ECLI:NL:CRVB:2014:156

Centrale Raad van Beroep

Datum uitspraak
21 januari 2014
Publicatiedatum
27 januari 2014
Zaaknummer
12-2034 AOW
Instantie
Centrale Raad van Beroep
Type
Uitspraak
Rechtsgebied
Bestuursrecht; Socialezekerheidsrecht
Procedures
  • Hoger beroep
Rechters
Vindplaatsen
  • Rechtspraak.nl
AI samenvatting door LexboostAutomatisch gegenereerd

Herziening van AOW naar gehuwdennorm en gezamenlijke huishouding

In deze zaak heeft de Centrale Raad van Beroep op 21 januari 2014 uitspraak gedaan in hoger beroep tegen een eerdere beslissing van de rechtbank Almelo. De zaak betreft de herziening van het ouderdomspensioen van appellante, die sinds mei 2006 een AOW-uitkering ontvangt als ongehuwde. De Sociale verzekeringsbank (Svb) heeft in 2009 een onderzoek ingesteld naar de woon- en leefsituatie van appellante, wat leidde tot de conclusie dat zij samenwoont met D.J. [B.] en dat er sprake zou zijn van een gezamenlijke huishouding. Dit leidde tot een herziening van haar AOW naar het tarief voor gehuwden.

Appellante heeft tegen deze beslissing bezwaar gemaakt, maar de Svb heeft haar bezwaar ongegrond verklaard. De rechtbank heeft het beroep van appellante tegen deze beslissing niet-ontvankelijk verklaard en het beroep tegen het bestreden besluit ongegrond verklaard.
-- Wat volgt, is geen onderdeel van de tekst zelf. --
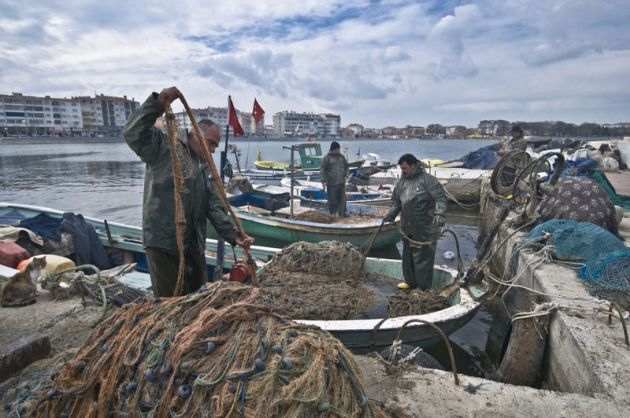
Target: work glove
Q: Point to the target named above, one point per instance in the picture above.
(439, 220)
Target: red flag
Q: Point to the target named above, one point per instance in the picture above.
(258, 111)
(233, 120)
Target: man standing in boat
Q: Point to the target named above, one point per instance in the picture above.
(334, 170)
(419, 198)
(517, 141)
(199, 202)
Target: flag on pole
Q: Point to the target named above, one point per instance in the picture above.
(233, 119)
(258, 111)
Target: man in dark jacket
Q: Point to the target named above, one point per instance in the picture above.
(199, 201)
(420, 199)
(334, 170)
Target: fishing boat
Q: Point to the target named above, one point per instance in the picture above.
(272, 176)
(124, 245)
(279, 229)
(462, 184)
(311, 191)
(309, 159)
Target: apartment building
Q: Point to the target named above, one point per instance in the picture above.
(36, 116)
(219, 115)
(288, 123)
(82, 116)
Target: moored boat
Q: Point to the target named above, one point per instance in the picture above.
(124, 244)
(462, 184)
(282, 230)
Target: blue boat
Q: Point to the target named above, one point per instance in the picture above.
(124, 244)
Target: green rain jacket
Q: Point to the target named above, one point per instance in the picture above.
(334, 169)
(201, 200)
(418, 198)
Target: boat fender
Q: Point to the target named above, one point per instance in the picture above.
(422, 358)
(448, 255)
(54, 263)
(239, 272)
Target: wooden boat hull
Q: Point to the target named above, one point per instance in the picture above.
(461, 183)
(286, 231)
(125, 242)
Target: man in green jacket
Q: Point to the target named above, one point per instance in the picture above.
(420, 199)
(200, 200)
(334, 170)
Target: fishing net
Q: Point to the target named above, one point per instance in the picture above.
(358, 216)
(415, 302)
(218, 352)
(316, 216)
(609, 271)
(317, 281)
(579, 199)
(325, 281)
(571, 241)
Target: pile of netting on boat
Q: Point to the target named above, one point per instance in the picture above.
(324, 218)
(326, 281)
(219, 352)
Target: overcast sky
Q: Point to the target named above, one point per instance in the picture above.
(378, 63)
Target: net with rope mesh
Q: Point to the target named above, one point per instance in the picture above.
(221, 351)
(606, 259)
(326, 281)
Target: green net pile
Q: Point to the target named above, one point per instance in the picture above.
(317, 281)
(219, 352)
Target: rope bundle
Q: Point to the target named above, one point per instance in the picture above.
(218, 352)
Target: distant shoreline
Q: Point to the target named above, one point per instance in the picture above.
(86, 139)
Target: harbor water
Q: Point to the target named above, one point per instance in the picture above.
(103, 178)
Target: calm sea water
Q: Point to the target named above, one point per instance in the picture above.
(104, 178)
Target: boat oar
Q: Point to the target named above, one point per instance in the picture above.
(216, 178)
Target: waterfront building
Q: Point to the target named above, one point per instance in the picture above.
(105, 115)
(82, 116)
(38, 116)
(493, 128)
(355, 129)
(219, 115)
(289, 123)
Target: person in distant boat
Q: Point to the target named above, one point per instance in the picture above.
(419, 198)
(334, 170)
(199, 202)
(516, 142)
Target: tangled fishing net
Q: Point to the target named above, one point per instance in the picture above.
(324, 218)
(326, 281)
(415, 302)
(317, 281)
(219, 352)
(315, 216)
(571, 241)
(608, 276)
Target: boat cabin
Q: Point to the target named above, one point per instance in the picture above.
(310, 155)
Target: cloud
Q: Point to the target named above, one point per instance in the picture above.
(376, 62)
(449, 34)
(263, 69)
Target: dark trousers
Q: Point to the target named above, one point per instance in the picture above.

Appellante heeft hiertegen hoger beroep ingesteld.

De Centrale Raad van Beroep heeft in zijn overwegingen vastgesteld dat de beschikbare gegevens onvoldoende grondslag bieden voor het standpunt van de Svb dat aan het criterium van wederzijdse zorg is voldaan. De Raad heeft geconcludeerd dat de herziening van het ouderdomspensioen niet op een deugdelijke motivering berust. De rechtbank heeft dit niet onderkend, waardoor de aangevallen uitspraak voor vernietiging in aanmerking komt. De Raad heeft het bestreden besluit vernietigd en het besluit van 4 januari 2010 herroepen, met veroordeling van de Svb in de kosten van appellante tot een totaalbedrag van € 2.678,50.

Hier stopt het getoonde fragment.